From what I remember about electricity generation, a varying magnetic field is used, either the magnetic field or the coil moves to generate electricity.

e = dB/dT


e = voltage induced

B = magnetic field

T = Time

Would more voltage be induced if both, the magnets and the coil, are mounted and geared to rotate at different velocity?

  • \$\begingroup\$ Well, you put more energy in (in the form of higher turning velocity), so you get more energy out (in the form of higher frequency). How does that relate to the "amount of electricity" though? \$\endgroup\$
    – Majenko
    Sep 13 '11 at 10:13
  • \$\begingroup\$ Induced voltage/EMF is a straight function of the rate of change of flux (atleast that is what I remember) e=dB/dT where B is the magnetic field, and T is the time. So if the flux change in the same period of time is greater, the generated EMF would be stronger ... potentially able to drive a larger load \$\endgroup\$
    – Everyone
    Sep 13 '11 at 10:42

In theory, yes. Practically, your idea makes no sense for the following reasons:

Your basic idea is right, faster variation of flux means bigger induced current, quite simply. Of course in reality this is way more complicated and there are a huge number of restraints. Also, the mechanical power input must always exceed the electrical power output. Not like you can magically create twice as much electrical power with the same input.

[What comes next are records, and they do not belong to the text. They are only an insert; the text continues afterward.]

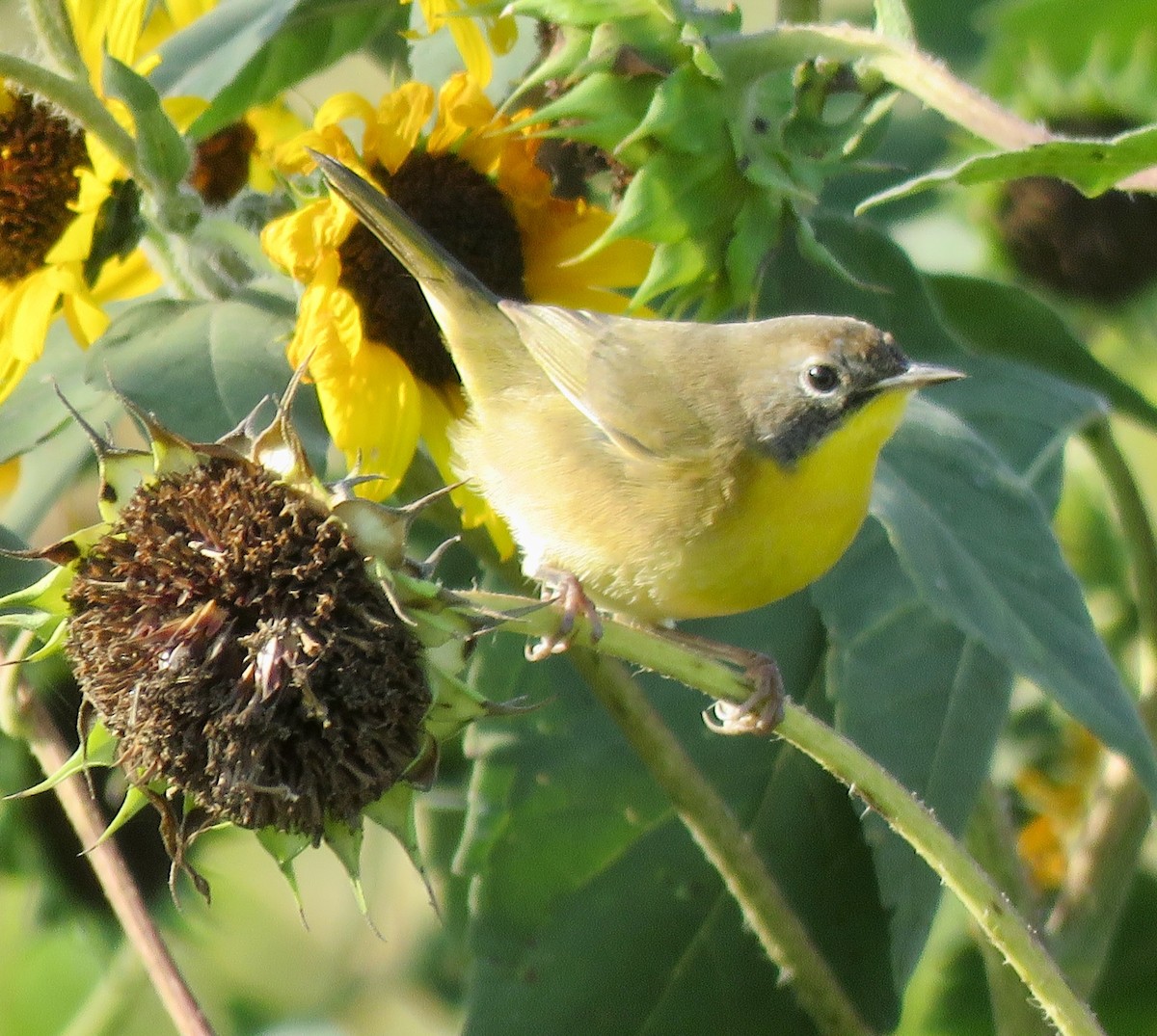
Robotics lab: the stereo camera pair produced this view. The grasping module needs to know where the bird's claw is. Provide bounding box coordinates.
[526,572,603,661]
[704,655,786,736]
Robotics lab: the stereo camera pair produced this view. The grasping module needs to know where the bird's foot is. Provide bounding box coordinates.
[526,571,603,661]
[704,651,786,736]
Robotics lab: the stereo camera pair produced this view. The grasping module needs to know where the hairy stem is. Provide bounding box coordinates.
[28,0,88,77]
[0,53,148,184]
[968,783,1053,1036]
[572,649,872,1036]
[1047,418,1157,996]
[0,655,213,1036]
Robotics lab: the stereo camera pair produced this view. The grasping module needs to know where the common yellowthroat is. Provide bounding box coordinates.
[313,152,960,731]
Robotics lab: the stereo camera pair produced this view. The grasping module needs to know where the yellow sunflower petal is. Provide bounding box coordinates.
[417,382,515,560]
[261,198,357,282]
[0,458,19,503]
[426,71,501,155]
[293,280,421,499]
[363,82,434,173]
[161,97,209,133]
[0,266,62,401]
[44,169,112,265]
[93,249,164,305]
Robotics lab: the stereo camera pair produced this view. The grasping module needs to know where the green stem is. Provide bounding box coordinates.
[968,783,1053,1036]
[1047,418,1157,995]
[28,0,88,79]
[0,53,147,184]
[780,0,820,22]
[712,24,1157,191]
[572,649,872,1036]
[458,591,1103,1036]
[1083,417,1157,656]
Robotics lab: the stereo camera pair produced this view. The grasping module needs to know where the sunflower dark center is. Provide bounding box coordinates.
[189,122,256,204]
[68,459,430,840]
[0,93,88,282]
[339,151,526,386]
[996,116,1157,303]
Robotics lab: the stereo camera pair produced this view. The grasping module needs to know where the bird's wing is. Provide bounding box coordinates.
[498,302,715,462]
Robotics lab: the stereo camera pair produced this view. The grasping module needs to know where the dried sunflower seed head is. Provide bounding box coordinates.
[0,386,506,911]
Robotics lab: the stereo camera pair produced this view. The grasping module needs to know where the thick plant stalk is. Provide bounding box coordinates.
[461,591,1104,1036]
[572,649,873,1036]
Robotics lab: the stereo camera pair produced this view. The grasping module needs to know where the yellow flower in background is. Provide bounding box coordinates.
[406,0,519,87]
[1014,720,1104,891]
[261,75,652,550]
[0,91,160,401]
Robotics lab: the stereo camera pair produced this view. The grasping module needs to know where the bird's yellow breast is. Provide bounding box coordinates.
[635,392,908,619]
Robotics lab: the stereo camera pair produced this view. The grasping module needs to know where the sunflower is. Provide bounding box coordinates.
[0,89,160,401]
[407,0,519,87]
[261,74,650,550]
[0,380,506,896]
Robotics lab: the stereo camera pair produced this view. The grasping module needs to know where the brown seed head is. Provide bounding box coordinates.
[68,458,430,841]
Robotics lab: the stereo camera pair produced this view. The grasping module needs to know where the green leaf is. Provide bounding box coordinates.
[104,54,192,191]
[873,400,1157,800]
[983,0,1157,95]
[810,521,1011,989]
[527,71,655,151]
[618,65,728,155]
[873,0,916,45]
[458,597,897,1036]
[927,274,1157,429]
[89,295,329,470]
[185,0,410,140]
[856,126,1157,214]
[149,0,301,100]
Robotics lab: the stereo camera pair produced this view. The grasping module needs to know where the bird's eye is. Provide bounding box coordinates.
[803,363,840,395]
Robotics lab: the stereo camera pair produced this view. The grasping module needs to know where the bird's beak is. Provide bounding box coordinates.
[875,363,967,388]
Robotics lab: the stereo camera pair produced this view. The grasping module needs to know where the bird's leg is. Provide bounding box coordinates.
[526,569,603,661]
[659,627,786,736]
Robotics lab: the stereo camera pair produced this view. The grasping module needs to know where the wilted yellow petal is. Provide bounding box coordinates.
[290,279,421,499]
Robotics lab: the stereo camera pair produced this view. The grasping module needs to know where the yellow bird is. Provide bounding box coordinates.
[313,154,960,731]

The idea is, having magnets pass changes in the field more often. Practically, this is done by giving the generator more poles. This means the same: more changes per revolution.

Rotating both magnet and coil at the same time is a bad idea for several reasons. In big installments, it is a challenge to rotate even one. Having both rotate coaxially adds even more of a challenge, so much so it is basically idiotic to try. How do you apply mechanical power to both, etc? In power stations, the generator is also set up in a way to have the coils standing fixed, avoiding the need to grab huge currents from a rotating part.

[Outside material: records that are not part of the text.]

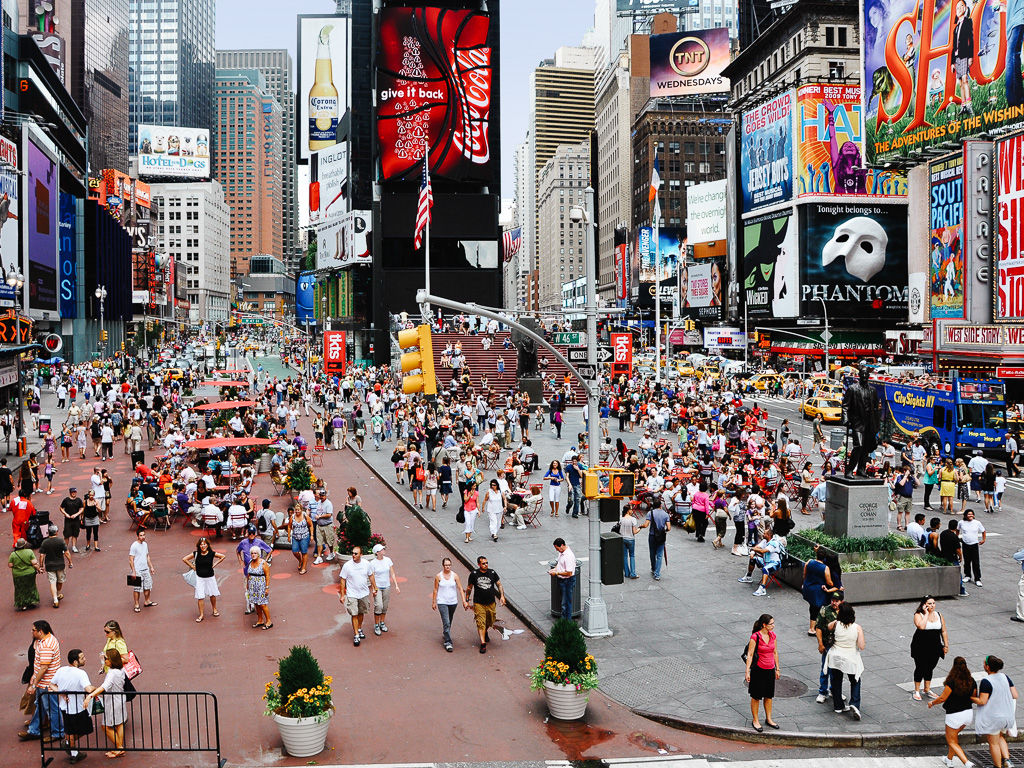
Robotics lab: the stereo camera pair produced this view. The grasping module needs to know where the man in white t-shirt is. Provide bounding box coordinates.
[369,544,401,636]
[959,509,988,587]
[50,648,94,764]
[338,547,377,647]
[128,528,157,613]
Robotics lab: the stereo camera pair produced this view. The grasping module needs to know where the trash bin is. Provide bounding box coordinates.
[828,429,846,451]
[548,560,583,618]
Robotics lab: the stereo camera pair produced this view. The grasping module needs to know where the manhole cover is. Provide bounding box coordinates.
[775,675,807,698]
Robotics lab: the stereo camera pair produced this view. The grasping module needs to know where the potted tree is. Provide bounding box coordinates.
[529,618,597,720]
[263,645,334,758]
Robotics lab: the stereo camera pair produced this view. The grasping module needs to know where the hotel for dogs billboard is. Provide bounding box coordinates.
[862,0,1024,165]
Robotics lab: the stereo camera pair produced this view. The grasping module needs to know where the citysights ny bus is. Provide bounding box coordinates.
[870,376,1007,458]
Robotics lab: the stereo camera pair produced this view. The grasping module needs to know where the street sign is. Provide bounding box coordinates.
[565,347,587,362]
[552,331,587,347]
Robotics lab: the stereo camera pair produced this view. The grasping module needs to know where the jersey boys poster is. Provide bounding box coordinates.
[377,8,493,181]
[739,91,796,213]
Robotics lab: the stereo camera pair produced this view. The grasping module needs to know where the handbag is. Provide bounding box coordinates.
[124,650,142,680]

Also, power generation is generally synchronous, 50 or 60 Hertz, so it is inadvisable to change the amount of fluctuations per second. The setup for the generators is very much fixed.

  • \$\begingroup\$ While older generators were designed to directly generate 50 or 60 Hz, newer generators often generate power at varying frequencies, and solid-state variable-frequency converters convert that power to 50 or 60 Hz line frequency. \$\endgroup\$
    – davidcary
    Sep 13 '11 at 14:23

Induced voltage is proportional to the rate of change of magnetic flux, so to get more voltage, you can either use faster rotation, stronger magnets, or both.

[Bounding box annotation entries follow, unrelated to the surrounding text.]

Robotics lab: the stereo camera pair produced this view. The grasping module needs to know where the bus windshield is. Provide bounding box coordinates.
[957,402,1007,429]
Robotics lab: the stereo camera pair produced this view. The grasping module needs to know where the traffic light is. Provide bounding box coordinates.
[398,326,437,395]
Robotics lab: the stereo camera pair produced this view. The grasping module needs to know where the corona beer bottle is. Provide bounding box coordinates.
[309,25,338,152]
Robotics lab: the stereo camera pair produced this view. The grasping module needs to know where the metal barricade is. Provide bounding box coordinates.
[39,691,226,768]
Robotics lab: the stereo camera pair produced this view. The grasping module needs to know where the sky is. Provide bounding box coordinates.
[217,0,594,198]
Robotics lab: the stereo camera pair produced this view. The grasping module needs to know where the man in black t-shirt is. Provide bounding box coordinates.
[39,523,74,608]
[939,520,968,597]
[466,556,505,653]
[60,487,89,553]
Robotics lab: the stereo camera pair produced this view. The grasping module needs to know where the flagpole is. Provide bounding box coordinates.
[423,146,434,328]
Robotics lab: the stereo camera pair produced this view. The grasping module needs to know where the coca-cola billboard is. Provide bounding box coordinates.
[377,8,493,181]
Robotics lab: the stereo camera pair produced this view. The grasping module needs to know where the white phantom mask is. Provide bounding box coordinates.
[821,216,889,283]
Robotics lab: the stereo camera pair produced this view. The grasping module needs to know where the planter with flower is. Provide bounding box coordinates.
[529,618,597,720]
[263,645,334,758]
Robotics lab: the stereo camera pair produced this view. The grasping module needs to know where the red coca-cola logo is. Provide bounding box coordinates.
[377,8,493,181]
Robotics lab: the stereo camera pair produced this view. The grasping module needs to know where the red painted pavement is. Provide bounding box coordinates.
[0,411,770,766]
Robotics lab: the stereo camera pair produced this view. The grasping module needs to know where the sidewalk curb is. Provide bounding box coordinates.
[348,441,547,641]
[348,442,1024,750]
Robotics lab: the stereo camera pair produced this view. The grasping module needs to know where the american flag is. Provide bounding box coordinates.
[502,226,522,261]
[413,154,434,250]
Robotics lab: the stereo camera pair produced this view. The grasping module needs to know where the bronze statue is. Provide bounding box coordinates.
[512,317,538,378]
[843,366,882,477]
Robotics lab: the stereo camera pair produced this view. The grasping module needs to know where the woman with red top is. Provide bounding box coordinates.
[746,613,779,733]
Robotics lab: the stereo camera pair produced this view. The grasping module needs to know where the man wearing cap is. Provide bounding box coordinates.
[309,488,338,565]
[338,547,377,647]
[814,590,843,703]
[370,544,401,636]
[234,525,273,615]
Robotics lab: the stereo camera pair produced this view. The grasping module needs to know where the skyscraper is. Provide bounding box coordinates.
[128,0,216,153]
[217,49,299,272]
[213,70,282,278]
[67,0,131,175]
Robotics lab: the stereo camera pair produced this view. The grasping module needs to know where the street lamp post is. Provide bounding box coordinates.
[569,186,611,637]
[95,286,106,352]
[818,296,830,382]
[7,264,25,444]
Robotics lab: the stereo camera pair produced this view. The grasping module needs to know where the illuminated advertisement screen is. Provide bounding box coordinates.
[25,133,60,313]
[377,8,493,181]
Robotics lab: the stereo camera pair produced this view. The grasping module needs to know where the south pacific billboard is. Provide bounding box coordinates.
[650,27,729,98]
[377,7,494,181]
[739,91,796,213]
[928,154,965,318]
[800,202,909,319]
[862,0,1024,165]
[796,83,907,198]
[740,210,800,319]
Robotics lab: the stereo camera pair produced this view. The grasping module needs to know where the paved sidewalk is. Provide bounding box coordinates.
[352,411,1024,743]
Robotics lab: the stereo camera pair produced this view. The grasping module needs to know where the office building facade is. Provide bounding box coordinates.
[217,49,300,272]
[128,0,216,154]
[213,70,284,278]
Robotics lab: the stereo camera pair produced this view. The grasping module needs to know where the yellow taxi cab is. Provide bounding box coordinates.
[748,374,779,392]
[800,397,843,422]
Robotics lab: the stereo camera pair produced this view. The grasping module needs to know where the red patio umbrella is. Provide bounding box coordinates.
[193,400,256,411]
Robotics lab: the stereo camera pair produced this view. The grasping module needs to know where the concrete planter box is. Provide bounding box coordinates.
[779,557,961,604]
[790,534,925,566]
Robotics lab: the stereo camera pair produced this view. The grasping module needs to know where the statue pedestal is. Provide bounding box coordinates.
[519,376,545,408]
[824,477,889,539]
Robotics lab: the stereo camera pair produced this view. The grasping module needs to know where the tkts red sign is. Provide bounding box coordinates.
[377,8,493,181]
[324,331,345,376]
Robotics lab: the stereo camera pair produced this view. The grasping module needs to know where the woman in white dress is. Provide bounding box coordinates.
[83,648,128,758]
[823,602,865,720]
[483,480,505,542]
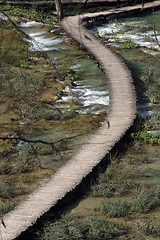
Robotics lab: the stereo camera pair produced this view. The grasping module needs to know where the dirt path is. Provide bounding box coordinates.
[1,1,160,240]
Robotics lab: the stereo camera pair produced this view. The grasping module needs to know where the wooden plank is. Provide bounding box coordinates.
[1,1,160,240]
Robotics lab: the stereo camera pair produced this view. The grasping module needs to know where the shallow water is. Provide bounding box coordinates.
[88,8,160,133]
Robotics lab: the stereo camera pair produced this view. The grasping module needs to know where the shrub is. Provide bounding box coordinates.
[83,217,126,240]
[100,200,130,217]
[41,216,126,240]
[143,223,160,237]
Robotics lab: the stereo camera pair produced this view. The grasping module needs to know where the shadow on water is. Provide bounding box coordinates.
[16,126,132,240]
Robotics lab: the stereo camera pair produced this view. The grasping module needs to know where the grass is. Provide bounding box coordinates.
[40,216,126,240]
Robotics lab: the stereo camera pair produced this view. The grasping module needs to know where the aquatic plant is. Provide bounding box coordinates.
[143,222,160,237]
[38,215,126,240]
[121,42,140,49]
[100,190,160,217]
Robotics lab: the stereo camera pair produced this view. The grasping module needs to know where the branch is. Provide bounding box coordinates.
[0,9,32,39]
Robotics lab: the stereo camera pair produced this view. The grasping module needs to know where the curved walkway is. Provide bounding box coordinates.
[1,2,160,240]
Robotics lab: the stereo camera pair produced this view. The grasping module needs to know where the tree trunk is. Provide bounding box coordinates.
[55,0,63,21]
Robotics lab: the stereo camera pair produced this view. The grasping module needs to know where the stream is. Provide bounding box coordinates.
[87,7,160,135]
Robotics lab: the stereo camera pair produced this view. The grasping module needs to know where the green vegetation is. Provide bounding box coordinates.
[121,43,140,49]
[40,216,126,240]
[100,190,160,217]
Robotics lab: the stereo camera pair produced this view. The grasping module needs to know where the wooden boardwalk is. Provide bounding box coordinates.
[1,2,160,240]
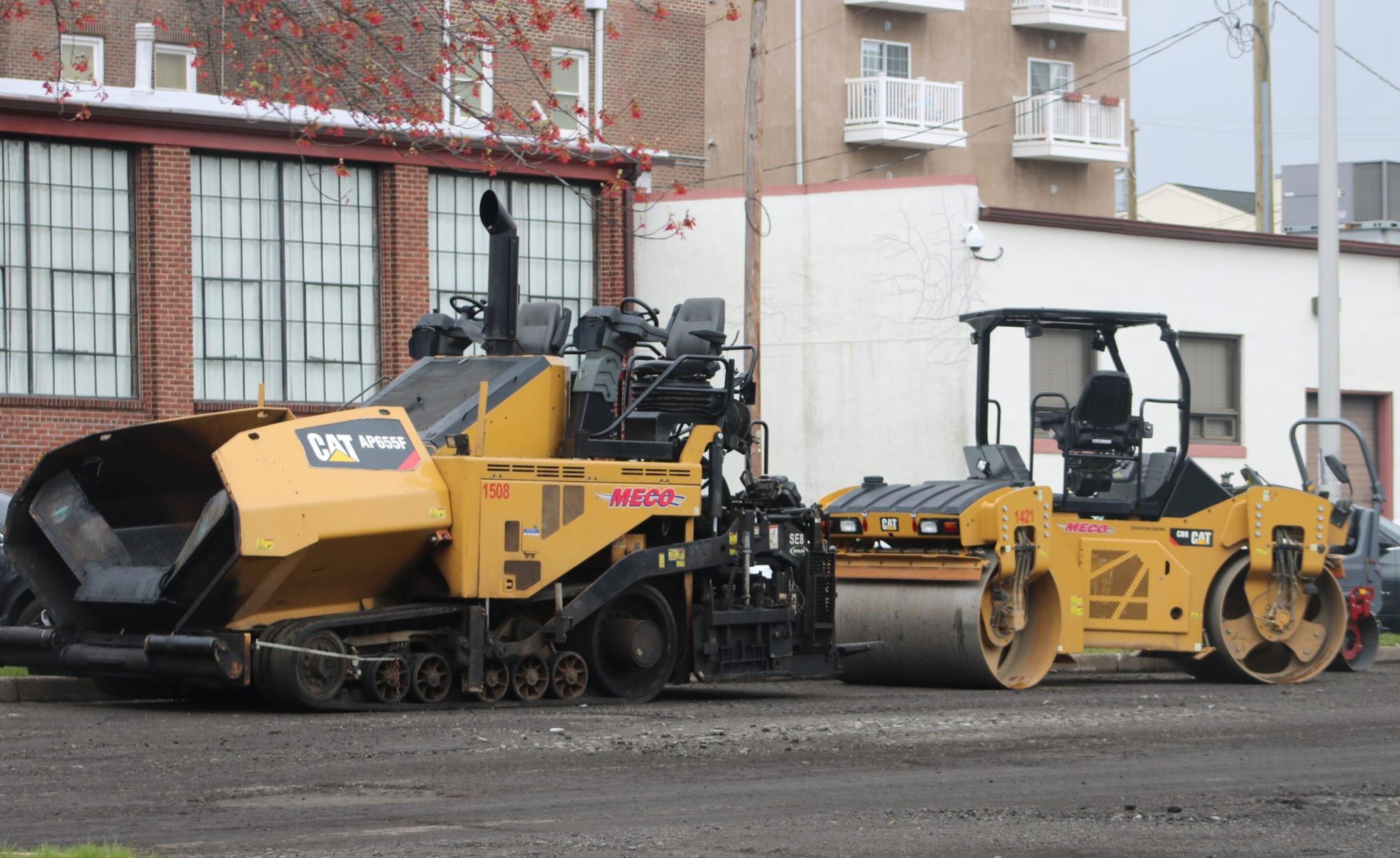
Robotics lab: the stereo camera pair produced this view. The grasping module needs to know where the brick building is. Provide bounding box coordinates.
[0,0,706,490]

Be aware that a number of things can go wrong with rotating a machine faster than its design spec. The insulation on the windings may not be able to withstand the greater voltage, and simply break down. The increased current that could result from having an increased voltage could cause thermal damage to the windings. Centrifugal forces on the rotor could cause outright mechanical failure.


Higher speed ( all else fixed ) increases the voltage ( better not to use the term "more electricity" which is open to many interpertations ). It does not matter if this is by turning one part or the other or both. Turing both is mechanically more difficult than just increasing the speed of one, and would be unusual. Power and current depend on other circuit elements but in any case energy will be conserved and values like torque may also change. ( torque could easily go down, attach a generator to a light bulb. Increase the speed, generally we think of the angular speed of a generator, until the light bulb "burns out". Under most conditions the torque will drop )


We all are aware that the power loss from mechanical energy of the rotor during the conversion of electrical energy in generator is also due to frictional forces on bearings, air resistance to rotor apart from conversion efficiency. Can we think a situation where magnets and rotors are fixed but the magnetic flux variation is brought in by a rotary curtain moving at high velocity between the rotor and the magnets. The curtain material blocks magnetic flux. It has rectangular slots at regular interval to allow magnetic flux to pass. There by changing flux to the rotor coil at high speed. I believe this can generate electricity with lower wear tear and low cost generators. Request comment on the feasibility.